There's unstructured but seemingly thorough home schooling from Simona and, in many respects, the kids seem perfectly happy. They're also talented. The two oldest boys make guitars and play flamenco music on them in perfect synch, often to raise cash for the family, while one of the youngest, being tested on her maths skills in a school room, shows she's learnt plenty with the help of her mum.
In every idyll, however, there is a 'but' and, in this case, it's the ever-present Petr, who has some very precise views of what it means to be a father - or as he terms it "author" of his family. It's not just that he packs all but one of them off in a camper van to live in the shadow of a motorway bridge in Spain - a move, which like much of the film is observed by director Eva Tomanová without any explanation. He also seems to be omnipresent elsewhere, such as when one of his sons declares "I've always been happy," while being unable to go into detail and looking apprehensively at his dad. Equally, when one of his youngest girls is quizzed about whether she has ever received a present, seems unable to answer and keeps glancing at him as if for confirmation.
Beyond that, there are frequent references to corporal punishment. Although we never see Petr do more than lightly cuff one of his children over the head, he often mentions smacking and the fact that it has an immediate effect on them speaks volumes.

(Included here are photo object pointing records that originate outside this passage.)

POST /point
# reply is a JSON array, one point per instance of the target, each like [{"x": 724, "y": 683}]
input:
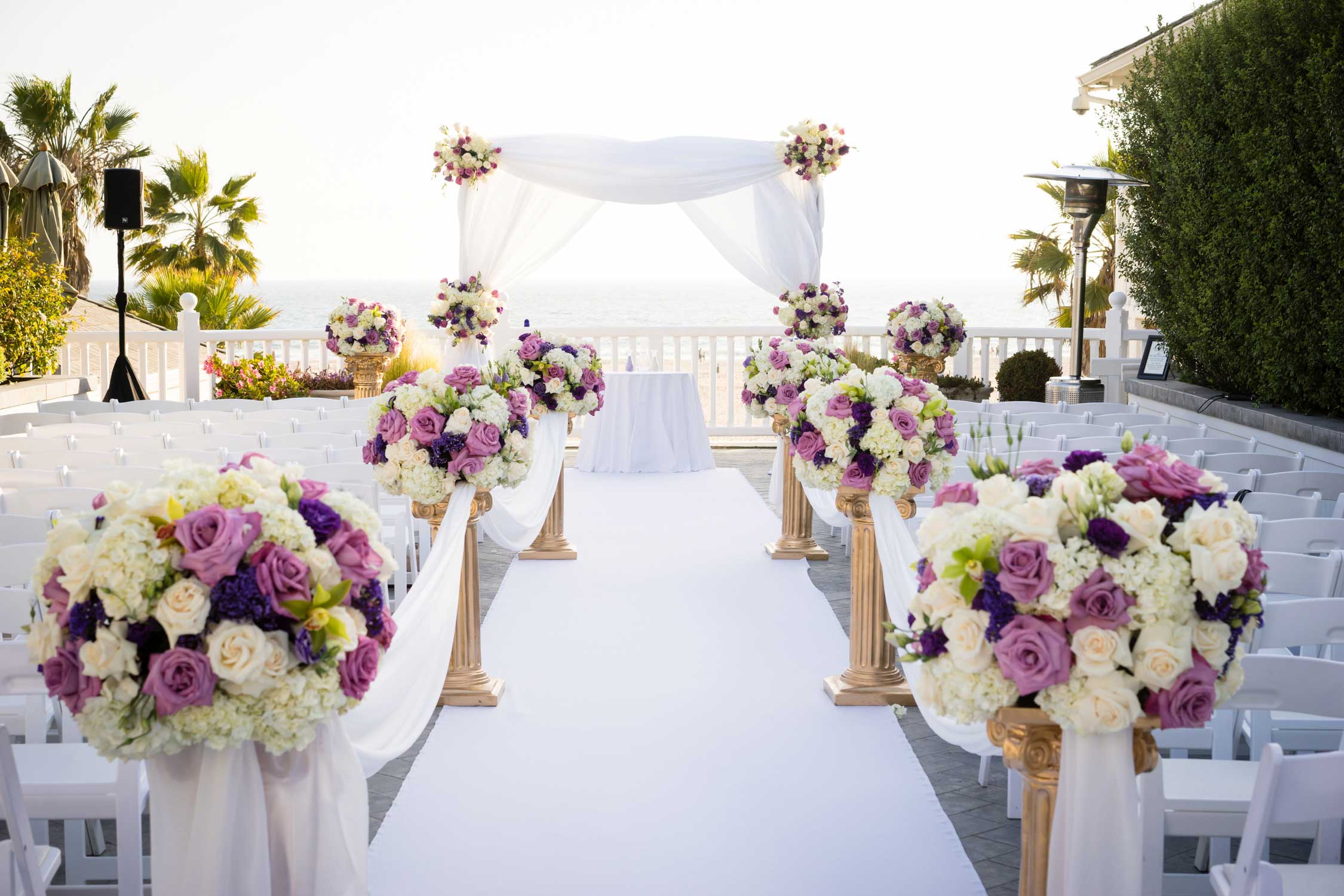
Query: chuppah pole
[
  {"x": 550, "y": 543},
  {"x": 467, "y": 683},
  {"x": 796, "y": 541},
  {"x": 873, "y": 679}
]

Tomanová, making her debut here, shows rather than tells their story, leaving us to interpret whether the girl's school testing is related to the family packing up and heading to Spain is a bid to avoid state intervention or merely just part of an annual pilgrimage to escape the worst of the cold. She let's the children's wariness of their father speak for itself, a hands-off approach that is sometimes frustrating as we wonder what, if any, part social workers or the state are involved with the family. As the film ends, there is a suggestion that "always" may not be forever at least for some of the clan, a development that most will view as optimistic.